Il fait jour. 4h32. Ah non, nuit. Et pourtant, jour. On croirait un vieux sketch. J’me rappelle même plus de qui. De mon lit (c’est donc la nuit, si j’suis couché, non ??), je vois la lueur blanchâtre du jour à travers les persiennes. Donc, il fait jour. Hum, 4h32 à ma montre-bracelet. Donc, c’est la nuit. Mais depuis quand je dors avec ma montre, moi ? Bizarre. Bizarre aussi que je ne reconnaisse pas ma chambre. Ni le mobilier. Où ai-je bien pu tomber ? Et moi qui dors comme un loir, pourquoi me suis-je réveillé à 4h32 ce matin ? Oh là, trop de questions sans réponses. Hum…Trop de gin hier soir. D’autant plus que je ne me souviens de rien. Ça doit être quelque chose comme ça. Mais…il se passe quoi, là ? C’est moi qui tremble ou le lit ? Voilà, c’est ça qui m’a réveillé… Une première « demie-réponse ». On avance. Ah, tiens, ça s’arrête.

Bon, plus que deux mystères, et pas des moindres, à résoudre : quelle heure est-il et où suis-je ? Mon mal aux cheveux confirme le rapprochement avec une (ou plusieurs ?) divines bouteilles hier soir…. Ça va être difficile dans cet état de répondre à des questions existentielles telles que : fait-il nuit ? Ou jour ? D’autant plus que le tremblement reprend. Autre mystère. Jour cotonneux, tremblements réguliers et intermittents, aucun souvenir…ça doit être une autre dimension. Hum, pas convaincant comme explication pour le rationnel que je suis.

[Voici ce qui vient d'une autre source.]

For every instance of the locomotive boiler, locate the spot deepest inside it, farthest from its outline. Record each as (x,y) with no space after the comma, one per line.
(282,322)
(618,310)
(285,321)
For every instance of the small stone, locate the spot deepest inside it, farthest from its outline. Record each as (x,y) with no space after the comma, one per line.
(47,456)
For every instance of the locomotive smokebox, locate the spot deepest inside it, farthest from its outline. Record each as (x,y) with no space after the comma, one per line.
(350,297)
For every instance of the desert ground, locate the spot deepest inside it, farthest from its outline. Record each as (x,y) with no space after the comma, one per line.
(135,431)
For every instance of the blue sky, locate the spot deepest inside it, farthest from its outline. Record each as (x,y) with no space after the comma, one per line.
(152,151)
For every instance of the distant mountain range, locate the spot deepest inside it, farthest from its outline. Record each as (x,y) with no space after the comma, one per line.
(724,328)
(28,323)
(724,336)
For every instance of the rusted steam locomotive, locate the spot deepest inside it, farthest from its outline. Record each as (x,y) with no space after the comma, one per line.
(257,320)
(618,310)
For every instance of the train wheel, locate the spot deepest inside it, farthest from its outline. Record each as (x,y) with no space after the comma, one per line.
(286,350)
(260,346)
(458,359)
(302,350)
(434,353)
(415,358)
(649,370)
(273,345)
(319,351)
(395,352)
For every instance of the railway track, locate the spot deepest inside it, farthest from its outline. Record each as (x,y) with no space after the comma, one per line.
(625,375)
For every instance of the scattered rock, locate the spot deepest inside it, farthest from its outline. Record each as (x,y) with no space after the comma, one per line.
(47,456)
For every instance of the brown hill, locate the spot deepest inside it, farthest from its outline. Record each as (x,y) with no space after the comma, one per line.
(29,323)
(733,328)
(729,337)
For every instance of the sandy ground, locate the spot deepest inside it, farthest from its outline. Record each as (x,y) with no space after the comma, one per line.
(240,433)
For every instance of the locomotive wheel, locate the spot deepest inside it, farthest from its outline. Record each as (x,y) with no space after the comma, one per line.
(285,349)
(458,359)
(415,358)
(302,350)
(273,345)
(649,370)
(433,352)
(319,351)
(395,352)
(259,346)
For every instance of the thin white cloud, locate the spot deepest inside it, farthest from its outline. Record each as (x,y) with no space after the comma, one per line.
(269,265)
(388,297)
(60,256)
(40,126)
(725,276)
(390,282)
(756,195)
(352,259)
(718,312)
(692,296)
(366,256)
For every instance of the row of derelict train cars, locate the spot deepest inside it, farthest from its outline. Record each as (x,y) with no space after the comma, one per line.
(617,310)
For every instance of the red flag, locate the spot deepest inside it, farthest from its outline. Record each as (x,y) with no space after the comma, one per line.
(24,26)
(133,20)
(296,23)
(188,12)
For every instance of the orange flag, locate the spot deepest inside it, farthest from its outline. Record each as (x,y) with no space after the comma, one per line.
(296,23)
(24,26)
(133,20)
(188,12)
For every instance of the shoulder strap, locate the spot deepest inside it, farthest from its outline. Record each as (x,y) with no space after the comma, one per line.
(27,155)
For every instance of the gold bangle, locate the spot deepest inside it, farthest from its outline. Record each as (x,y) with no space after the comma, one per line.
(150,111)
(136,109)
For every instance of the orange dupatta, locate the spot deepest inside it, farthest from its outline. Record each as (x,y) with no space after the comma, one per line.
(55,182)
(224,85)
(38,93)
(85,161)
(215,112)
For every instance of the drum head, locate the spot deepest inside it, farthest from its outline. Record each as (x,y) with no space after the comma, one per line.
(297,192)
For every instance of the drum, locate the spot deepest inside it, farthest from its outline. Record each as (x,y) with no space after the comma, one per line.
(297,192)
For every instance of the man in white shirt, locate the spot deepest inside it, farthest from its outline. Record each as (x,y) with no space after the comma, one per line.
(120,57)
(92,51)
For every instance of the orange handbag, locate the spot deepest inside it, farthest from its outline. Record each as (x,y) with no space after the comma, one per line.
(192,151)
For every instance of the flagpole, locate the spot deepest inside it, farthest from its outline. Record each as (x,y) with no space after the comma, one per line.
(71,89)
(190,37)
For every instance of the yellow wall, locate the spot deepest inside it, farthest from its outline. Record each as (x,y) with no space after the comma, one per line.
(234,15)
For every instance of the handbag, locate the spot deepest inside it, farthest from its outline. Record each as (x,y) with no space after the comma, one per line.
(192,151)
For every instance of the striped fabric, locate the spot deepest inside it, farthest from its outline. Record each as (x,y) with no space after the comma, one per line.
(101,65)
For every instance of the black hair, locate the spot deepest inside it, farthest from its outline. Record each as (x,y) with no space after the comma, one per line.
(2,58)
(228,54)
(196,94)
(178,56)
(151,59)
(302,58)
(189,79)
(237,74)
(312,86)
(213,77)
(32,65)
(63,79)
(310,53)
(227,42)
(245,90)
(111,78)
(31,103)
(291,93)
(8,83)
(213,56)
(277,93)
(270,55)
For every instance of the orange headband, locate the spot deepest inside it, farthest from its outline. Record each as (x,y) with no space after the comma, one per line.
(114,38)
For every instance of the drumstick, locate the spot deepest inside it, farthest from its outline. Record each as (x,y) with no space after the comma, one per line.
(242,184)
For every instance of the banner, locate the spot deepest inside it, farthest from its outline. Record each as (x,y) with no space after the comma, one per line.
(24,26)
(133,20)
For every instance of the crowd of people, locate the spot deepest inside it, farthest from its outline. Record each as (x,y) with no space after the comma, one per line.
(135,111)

Là, tout de suite, j’vais tenter le déplacement latéral unidimensionnel vers la fenêtre, voir ce qu’il y a à l’extérieur m’aidera p’t’être à comprendre. OK, je suis en ville. Des voitures, des piétons, et ah…le responsable du tremblement, un métro tout proche…. Mais quel métro, quelle ville… Deuxième point résolu, il fait jour. Ma montre a dû s’arrêter… bah non, 4h54.

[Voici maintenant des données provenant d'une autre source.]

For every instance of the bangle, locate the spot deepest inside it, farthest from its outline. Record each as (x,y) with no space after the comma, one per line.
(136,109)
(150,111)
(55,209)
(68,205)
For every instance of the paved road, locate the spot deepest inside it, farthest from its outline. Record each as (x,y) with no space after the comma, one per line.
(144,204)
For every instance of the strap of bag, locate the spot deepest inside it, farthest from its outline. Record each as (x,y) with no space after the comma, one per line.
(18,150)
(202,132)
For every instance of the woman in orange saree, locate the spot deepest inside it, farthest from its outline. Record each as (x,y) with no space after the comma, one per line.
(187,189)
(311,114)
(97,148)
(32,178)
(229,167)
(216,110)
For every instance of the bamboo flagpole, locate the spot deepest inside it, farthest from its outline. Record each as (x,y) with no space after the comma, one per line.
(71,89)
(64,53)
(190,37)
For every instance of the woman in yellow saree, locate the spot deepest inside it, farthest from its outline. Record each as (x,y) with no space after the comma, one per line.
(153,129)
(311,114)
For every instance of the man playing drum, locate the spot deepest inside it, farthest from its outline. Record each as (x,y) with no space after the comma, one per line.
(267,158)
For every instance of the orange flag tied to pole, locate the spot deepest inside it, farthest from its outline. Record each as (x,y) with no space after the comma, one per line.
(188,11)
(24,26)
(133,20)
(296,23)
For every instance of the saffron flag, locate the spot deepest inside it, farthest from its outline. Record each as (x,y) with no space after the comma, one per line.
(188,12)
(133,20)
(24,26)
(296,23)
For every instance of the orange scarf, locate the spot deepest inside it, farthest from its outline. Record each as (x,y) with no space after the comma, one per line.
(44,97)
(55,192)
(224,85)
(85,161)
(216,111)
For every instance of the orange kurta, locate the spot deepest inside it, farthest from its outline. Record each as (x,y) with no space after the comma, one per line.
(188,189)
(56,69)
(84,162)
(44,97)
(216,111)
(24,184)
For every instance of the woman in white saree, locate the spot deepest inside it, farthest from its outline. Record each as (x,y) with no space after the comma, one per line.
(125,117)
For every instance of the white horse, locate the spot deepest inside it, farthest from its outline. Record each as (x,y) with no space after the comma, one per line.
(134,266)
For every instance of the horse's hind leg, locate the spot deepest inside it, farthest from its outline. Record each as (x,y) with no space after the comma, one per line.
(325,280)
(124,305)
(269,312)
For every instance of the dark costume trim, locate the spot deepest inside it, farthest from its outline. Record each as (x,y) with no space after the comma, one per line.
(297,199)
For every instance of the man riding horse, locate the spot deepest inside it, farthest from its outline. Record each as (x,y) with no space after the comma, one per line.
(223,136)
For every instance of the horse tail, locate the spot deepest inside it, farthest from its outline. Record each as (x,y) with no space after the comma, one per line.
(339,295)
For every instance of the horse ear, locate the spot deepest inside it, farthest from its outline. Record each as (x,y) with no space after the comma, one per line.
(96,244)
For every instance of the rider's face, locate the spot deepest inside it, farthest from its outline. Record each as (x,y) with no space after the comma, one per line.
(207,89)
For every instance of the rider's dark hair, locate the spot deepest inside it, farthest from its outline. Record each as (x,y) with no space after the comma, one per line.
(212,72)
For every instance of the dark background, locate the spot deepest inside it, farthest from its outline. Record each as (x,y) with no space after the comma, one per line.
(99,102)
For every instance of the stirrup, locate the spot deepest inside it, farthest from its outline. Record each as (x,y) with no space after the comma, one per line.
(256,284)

Aïe, je me suis approché trop vite et fort de la fenêtre. En voulant me pencher pour voir où j’étais, je m’suis fracassé le front contre la fenêtre. Quel imbécile. Va falloir que je décuve. Ou pas. En voyant les idéogrammes sur les enseignes de l’autre côté de la rue, je sais où j’suis. Pas à Paris… même si ma montre, elle, est restée à l’heure française. Donc, je suis à l’autre bout du monde. Même pas mal… si un peu. Deuxième effet – pas si positif finalement – du coup sur la tête : le dégrisement. Le dessillement. Je me rappelle. L’accident. La mort de Marlène. La fuite pour éviter la sollicitude des autres. Partir. Ailleurs. Loin. Seul. Pour oublier et recommencer. L’alcool. Avec l’excuse officielle de ma peur de l’avion. Et l’excuse officieuse : oublier ma culpabilité – pourquoi elle, pourquoi pas moi ? Le premier hôtel trouvé à la sortie du métro. Une autre bouteille avant de m’écrouler sur le lit. Et être sûr de ne pas me rappeler. Finalement, pas top de retrouver la mémoire… L’aurait mieux valu que je reste dans l’autre dimension. Ai-je pris la bonne décision ? Mais quelle autre ? Il fait jour. Il fait soleil. J’aurai une excuse pour les lunettes noires. Ici, incognito, loin de tout et loin de tous, je dois – je vais – reconstruire ma vie. J’suis sûr que je ne suis pas le premier, ni le dernier, à m’enfuir devant ce poids. J’suis comme les autres en fait. Je ne saurais jamais. Si je poursuis la quête, si j’ai laissé tomber. J’suis comme rempli d’espoir. Ce matin je renais.

Si. Il le fallait. C’était la seule solution, la bonne. Maintenant, je le sais.

Par Ademar Creach

En italique : emprunt à « Emmène-moi » de Boulevard des airs.